L’economia dell’effimero

/ 04.07.2022
di Angelo Rossi

Della struttura di produzione dell’economia ticinese sappiamo tutti che sta, da qualche decennio, terziarizzandosi. Questo significa che la quota dei posti di lavoro (e del Pil) del settore dei servizi continua a crescere a scapito naturalmente delle quote del primario (agricoltura e foresticoltura) e, in particolare, del secondario, il settore dell’artigianato, dell’industria e dell’edilizia. Ricordiamo che, nel 1975, il secondario rappresentava ancora il 39,2% dell’occupazione totale dell’economia ticinese. Oggi (2020) questo settore non occupa più che il 22,2% dei lavoratori dell’economia cantonale. Ma attenzione: in termini assoluti l’occupazione del secondario del 1975 non è molto diversa dall’occupazione di oggi. Nel corso degli ultimi 50 anni, l’occupazione dell’economia ticinese è quindi cresciuta praticamente solo nel terziario. Nel corso di questo lungo periodo non sono mancati gli sforzi per rilanciare sia l’industria che l’artigianato. L’opinione pubblica e la fantasia popolare si sono interessate soprattutto alle misure con le quali il governo ticinese ha cercato, a più riprese, di promuovere l’innovazione tecnologica, come pure i prodotti e i servizi di nicchia. Ma ci sono stati anche studi e ricerche che si proponevano di scoprire quali fossero i rami del secondario e quelli del settore dei servizi che avrebbero potuto svilupparsi nel Cantone.

Verso la fine del secolo scorso, nel breve periodo in cui nacque e sparì la «nuova economia», si fece largo l’idea che il Ticino, nel quadro di una rete di scambi che stava mondializzandosi avrebbe potuto giocare la sua carta come centro per la logistica internazionale, in particolare per l’industria della moda e del lusso. Ora invece queste «grandi firme» stanno una dopo l’altra abbandonando le loro localizzazioni nel Cantone, dopo un periodo di presenza tutto sommato effimero. È come se 30 anni fa fosse scoppiata nel Cantone la febbre della logistica per prodotti di lusso e che oggi, dopo un periodo relativamente breve di sfruttamento delle possibilità, si fosse scoperto, in una situazione di mercato che per molte ragioni è cambiata, che il filone è inaridito. Di questi sviluppi, che sono durati «l’espace d’un matin», ha parlato recentemente l’economista della Supsi Spartaco Greppi in un’interessante intervista rilasciata alla «Regione». Per lui i vantaggi offerti dal Ticino, come trattamenti fiscali privilegiati e agevolazioni nell’accesso alla proprietà, non bastano più per localizzarvi le attività logistiche. Egli precisa poi che la partenza di queste ditte deve essere messa in relazione con «il fatto che gli altri Paesi si sono mossi per evitare certe pratiche di ottimizzazione fiscale, con leggi, riforme e controlli volti a ricostituire una certa equità. Questo ha cambiato radicalmente il calcolo costi/benefici per le imprese.

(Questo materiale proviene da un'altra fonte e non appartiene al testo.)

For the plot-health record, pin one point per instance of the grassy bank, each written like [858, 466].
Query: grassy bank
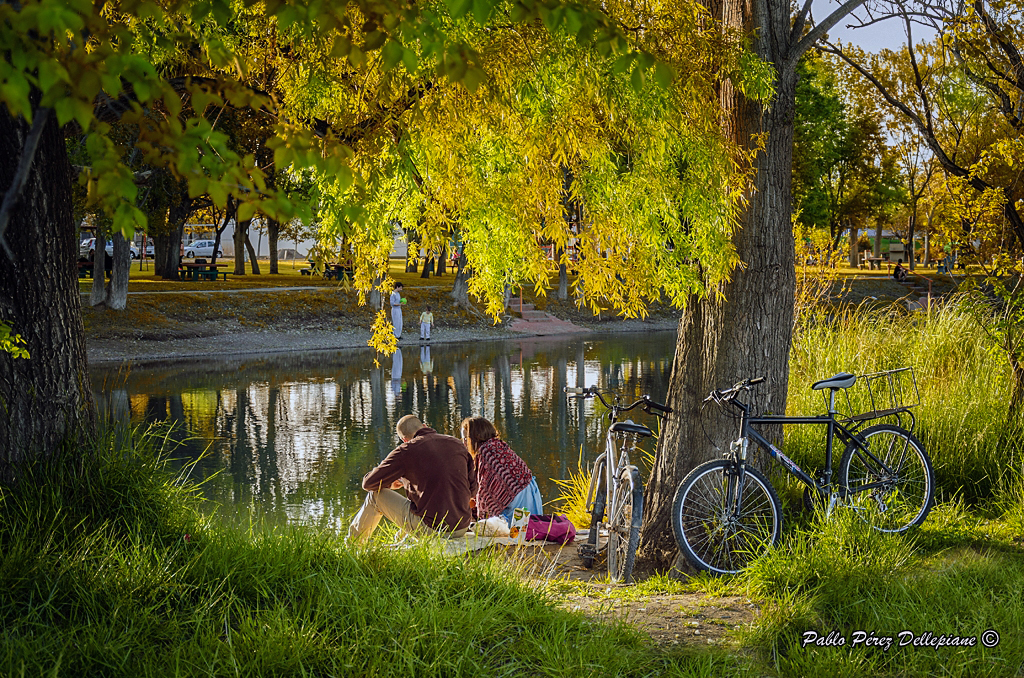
[964, 383]
[108, 567]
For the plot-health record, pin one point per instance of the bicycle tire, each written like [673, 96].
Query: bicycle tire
[596, 515]
[709, 540]
[903, 501]
[624, 527]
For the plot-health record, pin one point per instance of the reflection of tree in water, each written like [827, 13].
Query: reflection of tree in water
[295, 433]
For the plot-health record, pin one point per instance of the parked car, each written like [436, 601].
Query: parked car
[202, 248]
[87, 248]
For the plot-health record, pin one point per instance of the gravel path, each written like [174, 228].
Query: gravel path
[230, 339]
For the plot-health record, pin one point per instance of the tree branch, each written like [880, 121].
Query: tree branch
[40, 118]
[818, 31]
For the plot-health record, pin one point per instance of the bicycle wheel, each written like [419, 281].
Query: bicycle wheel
[624, 526]
[896, 494]
[712, 531]
[589, 550]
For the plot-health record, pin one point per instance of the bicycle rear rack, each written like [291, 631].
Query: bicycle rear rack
[890, 393]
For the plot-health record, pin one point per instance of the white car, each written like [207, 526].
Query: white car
[202, 248]
[88, 248]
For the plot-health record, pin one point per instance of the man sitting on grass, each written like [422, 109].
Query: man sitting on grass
[437, 474]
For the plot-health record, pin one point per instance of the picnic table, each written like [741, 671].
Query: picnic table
[202, 270]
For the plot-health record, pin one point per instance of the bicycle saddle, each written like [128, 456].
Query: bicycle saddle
[630, 427]
[842, 380]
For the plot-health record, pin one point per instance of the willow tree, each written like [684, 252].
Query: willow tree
[657, 181]
[744, 329]
[76, 66]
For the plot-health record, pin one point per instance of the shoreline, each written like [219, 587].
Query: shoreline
[213, 339]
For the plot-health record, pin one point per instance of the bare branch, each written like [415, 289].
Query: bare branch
[820, 30]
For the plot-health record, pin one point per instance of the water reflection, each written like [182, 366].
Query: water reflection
[293, 434]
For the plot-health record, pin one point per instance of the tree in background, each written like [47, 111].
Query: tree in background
[169, 72]
[844, 175]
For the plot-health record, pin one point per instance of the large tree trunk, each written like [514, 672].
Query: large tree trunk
[910, 259]
[117, 288]
[460, 289]
[45, 400]
[228, 215]
[749, 333]
[98, 291]
[272, 230]
[241, 239]
[253, 261]
[167, 247]
[854, 253]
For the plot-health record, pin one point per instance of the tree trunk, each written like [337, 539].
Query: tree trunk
[167, 248]
[46, 399]
[253, 262]
[1017, 390]
[167, 253]
[228, 215]
[241, 238]
[272, 230]
[910, 263]
[460, 289]
[97, 293]
[117, 289]
[854, 250]
[749, 333]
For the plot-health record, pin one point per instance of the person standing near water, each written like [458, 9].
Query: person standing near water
[426, 320]
[396, 309]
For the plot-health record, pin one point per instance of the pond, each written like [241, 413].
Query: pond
[288, 436]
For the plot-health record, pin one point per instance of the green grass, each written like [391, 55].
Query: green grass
[964, 385]
[110, 567]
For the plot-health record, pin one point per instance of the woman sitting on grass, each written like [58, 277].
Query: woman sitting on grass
[505, 482]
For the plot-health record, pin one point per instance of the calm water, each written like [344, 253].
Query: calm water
[291, 435]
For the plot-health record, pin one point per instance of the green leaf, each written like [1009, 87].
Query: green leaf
[459, 8]
[637, 79]
[391, 54]
[473, 78]
[356, 57]
[410, 59]
[341, 48]
[373, 41]
[664, 75]
[481, 10]
[622, 65]
[246, 211]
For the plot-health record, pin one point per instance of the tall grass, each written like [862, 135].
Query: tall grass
[964, 382]
[110, 567]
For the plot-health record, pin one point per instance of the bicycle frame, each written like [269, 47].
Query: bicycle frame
[834, 429]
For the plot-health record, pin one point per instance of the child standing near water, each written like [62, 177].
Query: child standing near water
[426, 320]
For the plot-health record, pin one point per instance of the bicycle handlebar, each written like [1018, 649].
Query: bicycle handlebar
[576, 391]
[731, 393]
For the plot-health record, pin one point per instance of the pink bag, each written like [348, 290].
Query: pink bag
[551, 527]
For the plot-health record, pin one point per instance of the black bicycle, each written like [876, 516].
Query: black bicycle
[615, 495]
[726, 512]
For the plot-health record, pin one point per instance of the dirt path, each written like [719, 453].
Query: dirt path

Che cosa significano queste partenze per l’economia del Canton Ticino? In prima linea vengono citate le perdite di gettito fiscale. Nell’intervista si precisa che il gettito di questo settore, nel 2015, era pari a 90 milioni. Deve trattarsi della somma delle imposte pagate dalle aziende e dai loro dipendenti ai comuni e al Cantone. È probabile che non tutto il gettito vada perso. Comunque i comuni sedi delle aziende, ossia proprio quegli enti che hanno fatto gli sforzi maggiori per ottenere che le stesse si localizzassero sul loro territorio, ne risentiranno. Dal profilo dell’occupazione, la delocalizzazione di questo settore non dovrebbe creare grossi problemi, tanto più che una larga quota degli occupati è costituita da lavoratori frontalieri. È invece probabile che i capannoni e le costruzioni abbandonate creeranno problemi di riuso non facili da risolvere, specie laddove la dimensione degli edifici è fuori della norma. Secondo noi per qualche anno si andrà avanti con occupazioni di tipo provvisorio. Poi, a seconda del tipo di costruzione in questione, o si cercherà di tornare a utilizzarla per scopi industriali o logistici, o se ne cambierà l’uso, magari facendo posto a servizi di natura pubblica, o si abbatteranno per far posto a nuove costruzioni. Una di questa costruzioni potrebbe ospitare, secondo noi, un museo delle occasioni industriali mancate del Ticino. Un po’ come noi andiamo a visitare, oltre oceano, i villaggi abbandonati dai cercatori d’oro, in futuro, da noi, i turisti potranno visitare il museo dell’industria della moda e del lusso dove potranno rendersi conto di quanto effimera possa essere la durata di certi investimenti nell’economia, basati sostanzialmente solo su agevolazioni fiscali.